Inicuo me llaman los tragasantos.
O inocuo, o anacua... nunca recuerdo bien, pero ninguna parece buena opción y menos con el celo arrebatado con que lo declaran.
El caso es que se me acusa de éxodo y lótrodo, de ser un levítico irredimible, de haber rebasado el pentateuco la semana pasada, y de cometer deuteronomio cada vez que se presta la ocasión.
Sus jueces me relatan números, que no son números sino cuentos, y si contesto hablando de matemáticas, me dicen que no sé ni usar el habacuc y me tratan de a poca elipsis. ¡Tantos insultos! Me dicen que me redima, que lea cartas para adefesios, lo que me suena poco apetecible. ¿Y saías que además me restringen a cada paso?

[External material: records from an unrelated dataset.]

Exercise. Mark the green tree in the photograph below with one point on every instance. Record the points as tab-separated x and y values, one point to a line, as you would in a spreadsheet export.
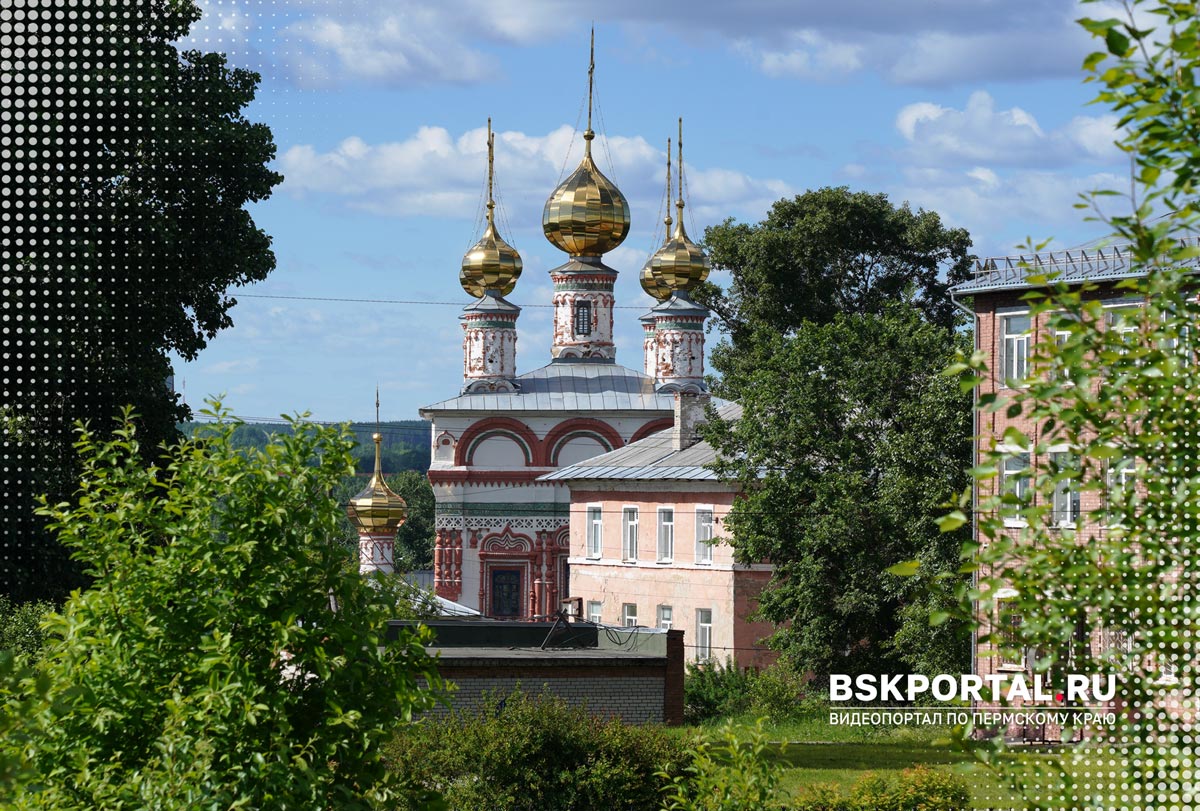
1120	394
850	443
137	166
225	656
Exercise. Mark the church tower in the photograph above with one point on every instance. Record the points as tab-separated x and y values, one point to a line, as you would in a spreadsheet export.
586	217
490	271
670	275
377	512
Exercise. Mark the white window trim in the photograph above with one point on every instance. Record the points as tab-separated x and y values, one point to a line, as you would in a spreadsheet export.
1003	314
1011	522
705	653
587	539
624	532
703	551
658	535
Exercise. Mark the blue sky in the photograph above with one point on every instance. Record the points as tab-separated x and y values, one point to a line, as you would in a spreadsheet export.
975	109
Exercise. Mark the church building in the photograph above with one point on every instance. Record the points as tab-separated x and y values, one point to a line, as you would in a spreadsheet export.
503	534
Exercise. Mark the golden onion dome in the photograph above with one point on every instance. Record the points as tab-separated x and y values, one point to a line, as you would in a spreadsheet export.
679	265
587	215
377	510
492	264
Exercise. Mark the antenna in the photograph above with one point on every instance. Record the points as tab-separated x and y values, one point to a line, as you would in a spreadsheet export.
588	134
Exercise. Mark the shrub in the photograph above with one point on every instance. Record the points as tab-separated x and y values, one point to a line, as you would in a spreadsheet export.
21	629
533	752
712	690
727	773
919	788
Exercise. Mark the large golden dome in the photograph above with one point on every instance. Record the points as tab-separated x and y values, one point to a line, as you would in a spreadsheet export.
587	215
492	264
377	510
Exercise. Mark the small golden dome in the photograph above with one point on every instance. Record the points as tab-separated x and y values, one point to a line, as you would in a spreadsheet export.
377	510
679	265
492	264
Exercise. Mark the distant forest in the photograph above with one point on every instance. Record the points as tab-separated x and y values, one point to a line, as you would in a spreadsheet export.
406	443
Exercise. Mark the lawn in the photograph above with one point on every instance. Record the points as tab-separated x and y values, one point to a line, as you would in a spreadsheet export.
816	752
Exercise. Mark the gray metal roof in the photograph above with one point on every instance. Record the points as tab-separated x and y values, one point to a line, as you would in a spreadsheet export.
568	386
1075	265
652	457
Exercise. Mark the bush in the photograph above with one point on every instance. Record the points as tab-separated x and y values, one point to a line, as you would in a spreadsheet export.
731	773
919	788
533	752
21	629
713	691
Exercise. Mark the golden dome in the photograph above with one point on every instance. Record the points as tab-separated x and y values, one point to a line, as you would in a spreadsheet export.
679	265
377	510
492	264
587	215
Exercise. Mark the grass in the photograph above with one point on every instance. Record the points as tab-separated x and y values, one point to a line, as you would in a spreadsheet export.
814	752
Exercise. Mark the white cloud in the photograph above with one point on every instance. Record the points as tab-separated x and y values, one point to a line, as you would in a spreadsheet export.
436	173
982	134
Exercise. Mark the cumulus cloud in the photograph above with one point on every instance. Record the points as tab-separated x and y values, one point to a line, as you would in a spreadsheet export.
436	173
982	134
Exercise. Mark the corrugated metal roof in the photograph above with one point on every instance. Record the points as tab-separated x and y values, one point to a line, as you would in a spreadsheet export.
1075	265
651	458
569	386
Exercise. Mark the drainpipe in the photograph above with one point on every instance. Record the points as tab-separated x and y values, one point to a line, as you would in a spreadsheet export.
975	460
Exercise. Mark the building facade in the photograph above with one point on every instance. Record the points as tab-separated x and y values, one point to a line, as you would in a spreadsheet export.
646	529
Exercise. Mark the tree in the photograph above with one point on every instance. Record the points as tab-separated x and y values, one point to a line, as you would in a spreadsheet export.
225	656
136	169
826	252
850	443
1121	396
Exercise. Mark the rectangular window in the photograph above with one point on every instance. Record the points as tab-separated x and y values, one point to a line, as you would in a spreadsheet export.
666	534
629	614
582	318
1015	480
703	535
1015	348
1012	654
703	634
595	532
1065	505
629	534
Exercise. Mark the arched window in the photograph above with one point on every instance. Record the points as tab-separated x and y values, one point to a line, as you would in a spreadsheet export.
583	318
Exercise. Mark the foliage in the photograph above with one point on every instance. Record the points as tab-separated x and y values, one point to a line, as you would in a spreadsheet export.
143	167
850	443
712	690
521	752
21	626
919	788
1117	389
825	253
225	656
732	773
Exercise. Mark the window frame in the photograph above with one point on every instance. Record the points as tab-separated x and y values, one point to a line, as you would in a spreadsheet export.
1008	353
593	541
703	546
665	616
665	535
627	614
703	635
629	540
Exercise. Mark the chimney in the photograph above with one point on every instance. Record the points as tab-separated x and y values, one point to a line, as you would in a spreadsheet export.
689	413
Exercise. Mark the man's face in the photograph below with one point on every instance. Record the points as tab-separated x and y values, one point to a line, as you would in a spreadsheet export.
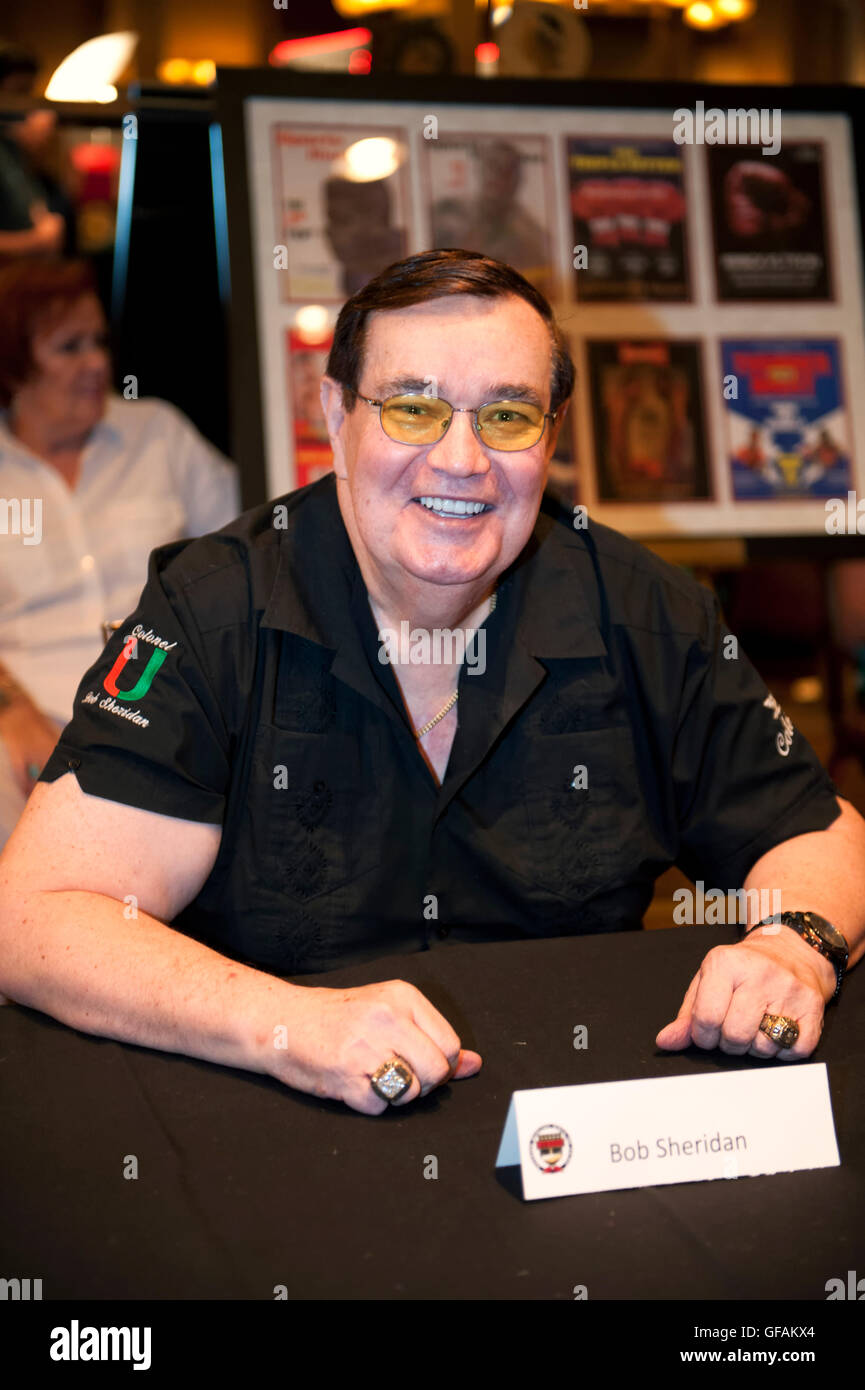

Me advierten que no puedo interpretar sofonías con una orquesta, ni comer dulces rellenos de corintios. ¡Oseas, no hay más que lamentaciones!
Pienso en estas y otras cuestiones por días y abdías y no atino a hallarles sentido.
Pecado esto, pecado aquéllo, si pienso o palabro, si ejecuto obra o micción. ¿Aún eso? ¿Quién mea culpa? ¡Sálmenme de tales miedos constantes!
No necesito sus egoteabsolvos, no creo en sus multas de gehenas, ¡rechazo tantas malaquías!
Dicen que María estaba llena de gracia, así que no puedo creer que sea crimen cambiar jocundias por jaculatorias.